Environment Variables

An example of all necessary environment variables can be found in .env.dev and may be adapted for production use.

Variable

Description

DATA_DIRECTORY

Absolute path to the data directory on the host machine. This will be used to store the model output rasters and temperature/relative humidity interpolation rasters. For example /data/rasters.

STATIC_DIRECTORY

Absolute path to the directory on the host machine where all static images for the /v1/stations/metadata/<station_id> route are stored. For example /data/static.

DB_PROVIDER

Provider string of the database used. Since this uses timescale, only postgres-like engines are supported. For example postgresql+psycopg (psycopg 3).

DB_HOST

Host name of the database (container) usually corresponds to the name of the database container. In this case db.

PGPORT

Port the database is listening on.
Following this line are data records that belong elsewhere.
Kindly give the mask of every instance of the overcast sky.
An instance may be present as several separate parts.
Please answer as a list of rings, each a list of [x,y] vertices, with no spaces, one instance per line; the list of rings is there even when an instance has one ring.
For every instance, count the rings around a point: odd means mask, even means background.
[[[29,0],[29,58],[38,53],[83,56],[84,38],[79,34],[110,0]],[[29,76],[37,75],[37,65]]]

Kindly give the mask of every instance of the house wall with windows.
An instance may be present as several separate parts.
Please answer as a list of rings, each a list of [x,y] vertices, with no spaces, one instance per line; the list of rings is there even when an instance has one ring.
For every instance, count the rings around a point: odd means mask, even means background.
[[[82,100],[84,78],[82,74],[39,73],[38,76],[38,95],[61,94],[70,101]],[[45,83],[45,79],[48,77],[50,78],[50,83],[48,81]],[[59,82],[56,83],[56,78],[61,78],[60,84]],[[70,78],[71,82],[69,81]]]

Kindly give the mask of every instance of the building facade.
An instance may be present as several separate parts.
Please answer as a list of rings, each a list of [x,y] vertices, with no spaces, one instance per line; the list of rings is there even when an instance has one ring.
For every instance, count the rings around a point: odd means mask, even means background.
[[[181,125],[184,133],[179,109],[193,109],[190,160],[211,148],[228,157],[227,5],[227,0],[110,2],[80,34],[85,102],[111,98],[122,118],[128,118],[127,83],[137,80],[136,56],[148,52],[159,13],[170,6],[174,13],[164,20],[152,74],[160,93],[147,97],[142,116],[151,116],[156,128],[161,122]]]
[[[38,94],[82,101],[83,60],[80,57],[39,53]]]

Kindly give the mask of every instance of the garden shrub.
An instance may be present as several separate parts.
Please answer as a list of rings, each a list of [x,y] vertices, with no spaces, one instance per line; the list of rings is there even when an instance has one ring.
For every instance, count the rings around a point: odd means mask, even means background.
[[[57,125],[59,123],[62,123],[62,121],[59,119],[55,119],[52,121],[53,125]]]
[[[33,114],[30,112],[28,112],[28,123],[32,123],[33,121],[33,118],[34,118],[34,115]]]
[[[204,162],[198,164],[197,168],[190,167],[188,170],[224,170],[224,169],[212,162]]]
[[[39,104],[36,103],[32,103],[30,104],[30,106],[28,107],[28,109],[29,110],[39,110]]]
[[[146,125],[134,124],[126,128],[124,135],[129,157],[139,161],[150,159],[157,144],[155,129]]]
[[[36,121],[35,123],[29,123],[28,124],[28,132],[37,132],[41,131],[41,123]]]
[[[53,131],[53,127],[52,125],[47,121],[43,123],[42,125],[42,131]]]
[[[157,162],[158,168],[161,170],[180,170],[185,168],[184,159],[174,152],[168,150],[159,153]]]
For postgres this is usually 5432.

POSTGRES_USER

Database user to use to connect to the database. For example dbuser.

POSTGRES_PASSWORD

Password of above POSTGRES_USER.

POSTGRES_DB

Name of the database. If it does not exist, it is created using this name. For example d2r_db.

SENTRY_DSN

Sentry data source name (DSN) What the DSN Does. This is optional, if not set, no errors are reported.

SENTRY_SAMPLE_RATE

Sentry traces sample rate (what % of transactions should be send to sentry [0 - 1]) traces_sample_rate.

CELERY_BROKER_URL

URL to the celery broker/task queue that distributes tasks. This is usually redis://redis:6379/0 since the container name is redis.

QUEUE_SOFT_TIME_LIMIT

Time limit of a single task in seconds. If this is exceeded the task is killed. Usually 360.

ELEMENT_API_KEY

API-Key for the Element IoT platform operated by DOData. This will have to have read scope on the Stadt Dortmund/Klimasensoren folders.

TC_DRIVER_PROVIDER

Database provider for the terracotta instance. In this case also postgresql.

TC_DATABASE_NAME

Name of the database for terracotta. If it does not exist, it is created using this name. For example terracotta.

TC_DATABASE_HOST

Host name of the database (container) usually corresponds to the name of the database container. In this case terracotta-db. You may also use the same db-container as above.

TC_SENTRY_SAMPLE_RATE

Sentry traces sample rate (what % of transactions should be send to sentry [0 - 1]) for the terracotta service traces_sample_rate. The same SENTRY_DSN will be used for this.

TC_RESAMPLING_METHOD

The resampling method to be used when reading reprojected raster data.

TC_REPROJECTION_METHOD

The resampling method to be used when reading reprojected raster data to web mercator.

NGINX_CERT_DIR

Directory on the host machine, where the SSL certificates are stored

RASTER_LIFECYCLE_DAYS

The number of days (retention period) to keep model rasters on the machine and database. For example 30.